Le Brésil a de nouveau enregistré un ralentissement de son inflation en décembre à 4,26% en glissement annuel, la plaçant à l'intérieur de la fourchette cible fixée par les autorités monétaires brésiliennes, selon des données officielles publiées vendredi.

La banque centrale du Brésil vise 3% d'inflation, avec une marge de tolérance de plus ou moins 1,5 point de pourcentage.

En décembre, les prix à la consommation ont augmenté de 0,33% sur un mois.

Le résultat de décembre sur un an, qui marque une forte décélération de la hausse des prix par rapport aux 4,83% observés sur un an en décembre 2024, représente un soulagement pour le gouvernement du président de gauche Luiz Inácio Lula da Silva, qui a affronté pendant une grande partie de l'année 2025 des critiques liées à l'augmentation du coût de la vie.

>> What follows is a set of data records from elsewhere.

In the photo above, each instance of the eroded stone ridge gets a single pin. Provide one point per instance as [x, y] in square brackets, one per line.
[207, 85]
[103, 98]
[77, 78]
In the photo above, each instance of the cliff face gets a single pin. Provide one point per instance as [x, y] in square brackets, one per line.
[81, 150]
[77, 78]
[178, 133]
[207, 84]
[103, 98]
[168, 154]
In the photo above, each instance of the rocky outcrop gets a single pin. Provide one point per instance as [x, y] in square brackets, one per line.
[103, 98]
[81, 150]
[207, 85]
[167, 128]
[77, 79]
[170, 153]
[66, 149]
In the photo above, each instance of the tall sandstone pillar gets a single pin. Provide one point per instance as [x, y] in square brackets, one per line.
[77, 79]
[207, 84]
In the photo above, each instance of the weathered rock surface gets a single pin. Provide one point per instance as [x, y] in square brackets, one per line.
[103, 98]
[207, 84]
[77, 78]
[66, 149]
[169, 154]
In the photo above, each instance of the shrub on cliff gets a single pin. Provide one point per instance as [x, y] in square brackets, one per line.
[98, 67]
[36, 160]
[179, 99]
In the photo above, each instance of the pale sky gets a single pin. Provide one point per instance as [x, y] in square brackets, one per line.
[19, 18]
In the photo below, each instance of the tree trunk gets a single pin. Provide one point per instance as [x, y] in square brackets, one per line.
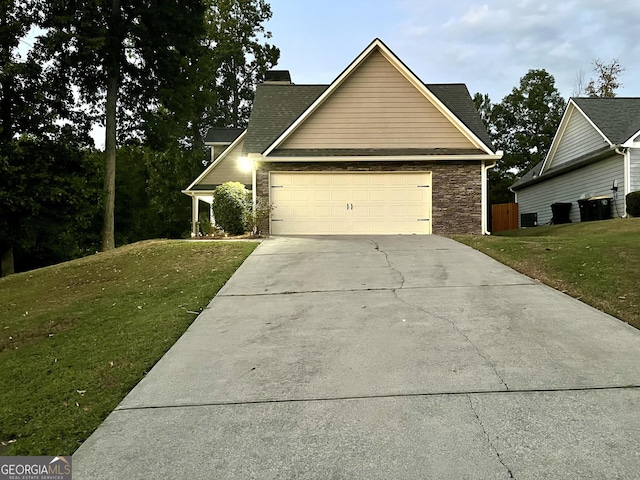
[7, 267]
[108, 226]
[113, 76]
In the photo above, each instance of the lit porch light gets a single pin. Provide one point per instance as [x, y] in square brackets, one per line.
[245, 164]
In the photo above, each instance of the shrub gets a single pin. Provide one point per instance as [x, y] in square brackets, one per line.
[633, 203]
[230, 206]
[205, 225]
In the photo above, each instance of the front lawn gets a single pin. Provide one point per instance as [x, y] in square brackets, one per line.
[75, 338]
[596, 262]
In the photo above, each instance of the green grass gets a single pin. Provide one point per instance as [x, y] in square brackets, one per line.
[75, 338]
[596, 262]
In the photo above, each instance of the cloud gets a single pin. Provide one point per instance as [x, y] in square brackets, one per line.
[496, 42]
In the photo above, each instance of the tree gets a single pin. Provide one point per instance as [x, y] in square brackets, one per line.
[485, 108]
[607, 79]
[49, 199]
[526, 120]
[523, 126]
[235, 34]
[121, 57]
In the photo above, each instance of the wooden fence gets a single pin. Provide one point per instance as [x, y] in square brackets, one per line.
[504, 216]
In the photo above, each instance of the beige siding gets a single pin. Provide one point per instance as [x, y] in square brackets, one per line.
[227, 170]
[591, 181]
[377, 107]
[579, 138]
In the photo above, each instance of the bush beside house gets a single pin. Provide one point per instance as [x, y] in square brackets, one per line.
[230, 206]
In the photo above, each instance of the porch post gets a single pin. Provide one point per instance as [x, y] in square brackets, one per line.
[194, 216]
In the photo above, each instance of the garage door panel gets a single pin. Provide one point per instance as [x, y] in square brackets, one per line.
[322, 195]
[350, 203]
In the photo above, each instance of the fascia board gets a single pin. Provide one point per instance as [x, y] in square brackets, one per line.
[564, 122]
[594, 125]
[379, 158]
[632, 139]
[217, 161]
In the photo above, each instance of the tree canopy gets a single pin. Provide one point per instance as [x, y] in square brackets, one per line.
[157, 74]
[523, 125]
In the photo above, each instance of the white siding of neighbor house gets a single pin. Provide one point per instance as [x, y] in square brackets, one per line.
[227, 170]
[377, 107]
[579, 138]
[635, 169]
[591, 181]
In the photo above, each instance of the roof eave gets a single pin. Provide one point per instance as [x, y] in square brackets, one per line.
[583, 162]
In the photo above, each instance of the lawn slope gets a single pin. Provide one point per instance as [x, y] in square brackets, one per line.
[75, 338]
[596, 262]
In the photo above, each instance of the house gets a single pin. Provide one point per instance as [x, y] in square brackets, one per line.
[595, 153]
[375, 152]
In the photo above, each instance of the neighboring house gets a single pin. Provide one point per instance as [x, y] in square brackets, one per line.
[595, 153]
[375, 152]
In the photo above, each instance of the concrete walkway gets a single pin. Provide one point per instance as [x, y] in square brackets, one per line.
[405, 357]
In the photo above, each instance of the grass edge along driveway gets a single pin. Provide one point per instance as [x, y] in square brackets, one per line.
[595, 262]
[76, 337]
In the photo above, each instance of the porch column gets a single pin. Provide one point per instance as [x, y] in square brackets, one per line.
[194, 216]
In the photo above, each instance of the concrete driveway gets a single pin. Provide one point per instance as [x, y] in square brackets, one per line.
[404, 357]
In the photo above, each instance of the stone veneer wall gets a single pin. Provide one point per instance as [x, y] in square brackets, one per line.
[456, 196]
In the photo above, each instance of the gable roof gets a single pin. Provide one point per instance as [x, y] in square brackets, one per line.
[222, 136]
[456, 98]
[278, 109]
[275, 108]
[194, 185]
[617, 118]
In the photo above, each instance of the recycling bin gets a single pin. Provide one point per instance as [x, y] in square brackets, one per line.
[585, 212]
[600, 208]
[560, 212]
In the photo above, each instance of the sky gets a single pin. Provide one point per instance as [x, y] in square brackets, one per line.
[488, 45]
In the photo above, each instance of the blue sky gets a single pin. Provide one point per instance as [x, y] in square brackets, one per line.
[487, 45]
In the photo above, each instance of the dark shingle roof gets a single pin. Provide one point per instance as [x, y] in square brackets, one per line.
[276, 107]
[456, 98]
[529, 176]
[618, 118]
[361, 152]
[223, 135]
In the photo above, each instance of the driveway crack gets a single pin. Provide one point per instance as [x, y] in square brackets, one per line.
[459, 331]
[486, 434]
[393, 269]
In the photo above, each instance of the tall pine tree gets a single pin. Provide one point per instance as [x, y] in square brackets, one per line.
[120, 56]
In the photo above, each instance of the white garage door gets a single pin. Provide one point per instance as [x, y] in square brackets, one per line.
[350, 203]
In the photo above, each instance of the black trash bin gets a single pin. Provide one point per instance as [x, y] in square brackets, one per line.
[560, 213]
[585, 212]
[600, 208]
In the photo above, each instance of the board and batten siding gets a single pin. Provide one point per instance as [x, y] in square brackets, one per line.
[591, 181]
[377, 107]
[635, 170]
[579, 138]
[227, 170]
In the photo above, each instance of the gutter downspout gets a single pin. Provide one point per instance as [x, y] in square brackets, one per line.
[626, 153]
[485, 193]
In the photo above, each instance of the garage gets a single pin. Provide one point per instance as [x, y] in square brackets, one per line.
[331, 203]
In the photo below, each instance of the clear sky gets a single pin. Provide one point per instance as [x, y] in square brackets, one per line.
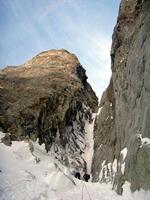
[84, 27]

Selon l'institut de statistiques brésilien IBGE, ce ralentissement de l'inflation provient principalement de la baisse des prix des denrées alimentaires de base, grâce à une offre accrue après les difficultés climatiques qui avaient affecté les récoltes en 2024.

Toutefois, les tarifs de l'électricité ont exercé une pression à la hausse, en raison de réajustements qui ont renchéri les factures des consommateurs.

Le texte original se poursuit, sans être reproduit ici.